38.2 Node Pools: Spot VMs, GPU Nodes, and Preemptible Instances
Alright, let’s talk about the real workhorses of your GKE cluster: the node pools. Think of your cluster as a nightclub; the control plane is the bouncer and manager, but the node pools are the actual dance floors where your pods (the patrons) get down to business. You don’t want just one type of dance floor. You need a VIP section, a cheap area for the rowdy crowd, and maybe a special room with fancy equipment. That’s what node pools are for.
The default node pool GKE creates for you is fine for a quick test drive, but it’s like using a sledgehammer to crack a nut for everything. It’s probably a overpriced e2-standard-4 instance running in a random zone. We can do better. We’re going to specialize.
The Cheap Seats: Preemptible and Spot VMs
Let’s cut to the chase: most of your batch jobs, development environments, and stateless web servers don’t need a guaranteed forever-home. They can tolerate being evicted with a few minutes’ warning. This is where preemptible VMs (Google’s classic product) and Spot VMs (their newer, sometimes-even-cheaper evolution) come in. The key difference? Preemptibles have a fixed maximum lifetime of 24 hours and a somewhat predictable billing model. Spots can run for longer but are priced based on surplus capacity, so their cost can fluctuate, though it’s almost always lower.
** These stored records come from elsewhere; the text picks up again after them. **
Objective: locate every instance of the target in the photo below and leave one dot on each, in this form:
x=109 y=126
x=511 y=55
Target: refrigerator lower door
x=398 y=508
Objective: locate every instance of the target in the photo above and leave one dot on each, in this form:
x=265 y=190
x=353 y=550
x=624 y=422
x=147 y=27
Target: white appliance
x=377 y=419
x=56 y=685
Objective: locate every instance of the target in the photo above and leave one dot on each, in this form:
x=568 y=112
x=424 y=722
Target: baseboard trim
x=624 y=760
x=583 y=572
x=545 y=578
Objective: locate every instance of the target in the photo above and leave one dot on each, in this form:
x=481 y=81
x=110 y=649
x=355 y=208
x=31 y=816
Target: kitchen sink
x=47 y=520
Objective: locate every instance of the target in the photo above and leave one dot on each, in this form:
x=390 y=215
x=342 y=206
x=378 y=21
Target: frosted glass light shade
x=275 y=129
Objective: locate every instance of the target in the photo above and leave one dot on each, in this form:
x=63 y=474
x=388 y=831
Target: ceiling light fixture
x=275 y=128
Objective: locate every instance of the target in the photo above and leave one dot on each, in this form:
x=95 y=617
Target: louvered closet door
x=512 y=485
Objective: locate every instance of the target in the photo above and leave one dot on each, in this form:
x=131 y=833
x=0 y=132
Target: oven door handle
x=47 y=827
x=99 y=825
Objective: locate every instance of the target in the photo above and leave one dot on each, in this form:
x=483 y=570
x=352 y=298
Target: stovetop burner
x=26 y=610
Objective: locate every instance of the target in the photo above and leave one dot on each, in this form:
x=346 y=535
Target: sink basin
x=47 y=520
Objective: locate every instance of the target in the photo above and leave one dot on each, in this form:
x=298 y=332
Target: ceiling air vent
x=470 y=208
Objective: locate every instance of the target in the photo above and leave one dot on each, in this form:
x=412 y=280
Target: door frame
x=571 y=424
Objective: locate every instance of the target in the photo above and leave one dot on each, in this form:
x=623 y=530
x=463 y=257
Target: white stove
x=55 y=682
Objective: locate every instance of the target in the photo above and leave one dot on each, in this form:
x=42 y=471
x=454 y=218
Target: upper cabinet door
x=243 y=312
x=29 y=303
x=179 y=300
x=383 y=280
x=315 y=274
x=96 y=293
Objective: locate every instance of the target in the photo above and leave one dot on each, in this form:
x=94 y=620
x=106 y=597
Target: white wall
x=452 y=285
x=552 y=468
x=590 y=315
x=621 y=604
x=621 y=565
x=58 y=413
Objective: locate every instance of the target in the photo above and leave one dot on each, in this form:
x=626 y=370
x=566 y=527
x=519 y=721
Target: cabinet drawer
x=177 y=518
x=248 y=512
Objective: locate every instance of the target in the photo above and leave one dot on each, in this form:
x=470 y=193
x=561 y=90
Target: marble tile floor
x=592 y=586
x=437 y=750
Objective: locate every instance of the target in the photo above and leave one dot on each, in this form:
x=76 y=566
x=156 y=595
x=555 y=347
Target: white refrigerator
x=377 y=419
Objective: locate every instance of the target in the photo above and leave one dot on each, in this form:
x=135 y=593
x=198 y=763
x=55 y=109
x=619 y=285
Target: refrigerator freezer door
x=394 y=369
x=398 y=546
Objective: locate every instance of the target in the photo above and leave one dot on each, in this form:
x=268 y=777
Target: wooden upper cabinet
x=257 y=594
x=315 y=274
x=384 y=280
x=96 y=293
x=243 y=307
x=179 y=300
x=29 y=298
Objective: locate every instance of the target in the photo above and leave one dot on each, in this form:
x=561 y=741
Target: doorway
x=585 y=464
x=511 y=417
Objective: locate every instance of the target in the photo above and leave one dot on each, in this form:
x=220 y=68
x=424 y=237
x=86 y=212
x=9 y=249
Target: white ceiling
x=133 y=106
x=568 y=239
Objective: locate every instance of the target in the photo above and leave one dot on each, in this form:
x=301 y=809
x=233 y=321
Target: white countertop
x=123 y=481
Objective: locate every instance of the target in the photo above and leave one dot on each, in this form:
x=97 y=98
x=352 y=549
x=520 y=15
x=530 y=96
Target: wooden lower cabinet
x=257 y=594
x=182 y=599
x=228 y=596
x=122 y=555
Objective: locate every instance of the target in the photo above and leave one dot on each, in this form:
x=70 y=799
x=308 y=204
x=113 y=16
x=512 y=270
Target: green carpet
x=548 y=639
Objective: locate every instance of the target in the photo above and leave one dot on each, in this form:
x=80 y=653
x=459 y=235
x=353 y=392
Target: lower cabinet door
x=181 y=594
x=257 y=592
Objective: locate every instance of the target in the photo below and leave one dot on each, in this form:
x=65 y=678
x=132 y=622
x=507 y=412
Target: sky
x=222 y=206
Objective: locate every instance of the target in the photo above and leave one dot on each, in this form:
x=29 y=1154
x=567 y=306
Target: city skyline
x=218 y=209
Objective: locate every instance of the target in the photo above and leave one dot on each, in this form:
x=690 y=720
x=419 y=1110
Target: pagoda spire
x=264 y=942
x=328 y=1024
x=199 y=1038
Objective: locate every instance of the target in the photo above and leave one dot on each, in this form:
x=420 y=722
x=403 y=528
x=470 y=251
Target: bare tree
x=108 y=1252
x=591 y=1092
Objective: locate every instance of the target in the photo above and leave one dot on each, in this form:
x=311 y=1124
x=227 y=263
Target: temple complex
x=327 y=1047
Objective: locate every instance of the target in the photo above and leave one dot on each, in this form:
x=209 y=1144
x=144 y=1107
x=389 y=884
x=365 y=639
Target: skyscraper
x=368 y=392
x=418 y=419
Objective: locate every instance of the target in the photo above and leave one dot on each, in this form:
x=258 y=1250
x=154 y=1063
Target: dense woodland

The reason they’re cheap—like 60-90% cheaper—is because Google can kick them out at any time to make room for someone paying full price. GKE handles this gracefully by marking the node for termination, which triggers the Kubernetes eviction process, giving your pods a chance to shut down properly.
You must design your workloads for this. If your app can’t handle a pod disappearing, don’t put it here. The classic “don’t do this” example is a single-replica stateful database. The classic “perfect for this” example is a web frontend with 10 replicas behind a load balancer.
Here’s how you create a node pool dedicated to this cost-saving chaos at cluster creation. Notice we’re using the spot variant. It’s generally the better choice these days.
gcloud container node-pools create "spot-pool" \
--cluster=my-cluster \
--spot \
--machine-type=e2-standard-4 \
--num-nodes=3 \
--node-labels=cost-tier=spot \
--node-taints=spot=true:PreferNoSchedule
Why the taint (--node-taints)? Because it’s irresponsible to let just any pod schedule on these unreliable nodes. The taint acts like a “Keep Out” sign. Your pods have to explicitly tolerate the taint to run there. This forces you to make a conscious choice about which workloads are resilient enough. The label (--node-labels) is just for your own convenience, to easily identify these nodes.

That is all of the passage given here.